Sunday, September 4, 2011

A New Alternative Cancer Treatment Successfully Fights Fire with Fire

There's something strange happening in the world of cancer treatment these days. The American Cancer Society is beginning to find that there are fewer people dying of cancer each year than the year before. Cancer related death rates are falling at 2% a year. When women are diagnosed with breast cancer, they actually live so long after it that when they die, it's through old age and not cancer. A great deal of credit for these figures can go to how the government and nonprofits have done spectacular work spreading word about what needs to be done to prevent cancer - like giving up smoking. But a great deal of attention is now focused on how the success can in large part be attributed to an alternative cancer treatment that has come up recently.

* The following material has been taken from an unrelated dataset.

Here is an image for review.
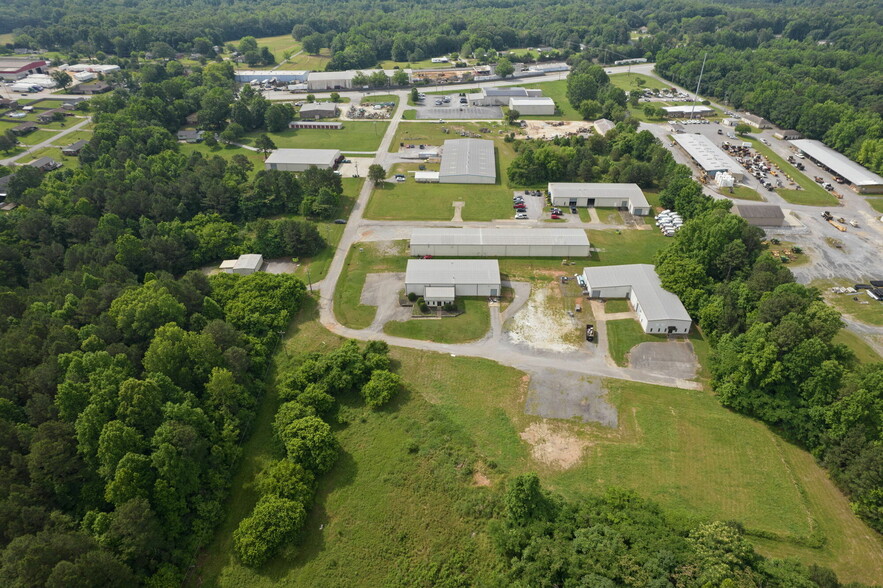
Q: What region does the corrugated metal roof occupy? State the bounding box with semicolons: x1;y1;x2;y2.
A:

The reason cancer is so hard to battle is that it is an evolutionary process that brings it about. Cancer is a kind of accelerated evolutionary process. When cancer happens, it is in fact the effect of a cell of the body suddenly deciding to just evolve on its own, trying all kinds of new mutant genetic combinations. The cell rapidly multiplies, trying out all kinds of new stuff, going over in a few months, what it would take thousands of years for natural selection and evolution to achieve. When you try to fix the problem with a drug, it doesn't kill all of your cancer cells. You have all kinds of cells with varying genetic makeup. Some of them will be resistant to the drug and some of them won't. What happens when you start out on a new drug is, it kills off all the mutant cells that are unable to resist the drug. You usually feel better and believe the drug is working. The cells that have the genetic makeup to resist the drug take a few days to regroup and come back with a vengeance. This is why the best that cancer drugs often do is to allow patients to live a bit longer. They just buy you a little time.

The new alternative cancer treatment that scientists are trying out now tries to harness the natural selection process that cancer uses so as to be able to fight it on an equal footing. The immune system is the only part of the body that uses natural selection with the kind of rapidness that cancer uses. The immune system is designed to respond to microbes attacking the body by quickly designing new antibodies one after the other. Scientists are trying out alternative cancer treatment that uses the immune system against cancer. It's called immunotherapy.

They call immunotherapy cancer treatment a kind of cancer vaccine. The doctor takes a sampling of your immune cells and trains them, much like you would train a dog to go after a particular scent, to attack your cancer cells. He then puts those trained in cells back into your body. And then he says "Go get 'em, boy!". They multiply and successfully wipe the cancer out. At least that's what happens in theory. In practice, it doesn't work that well. But it's a promising new hope for the future.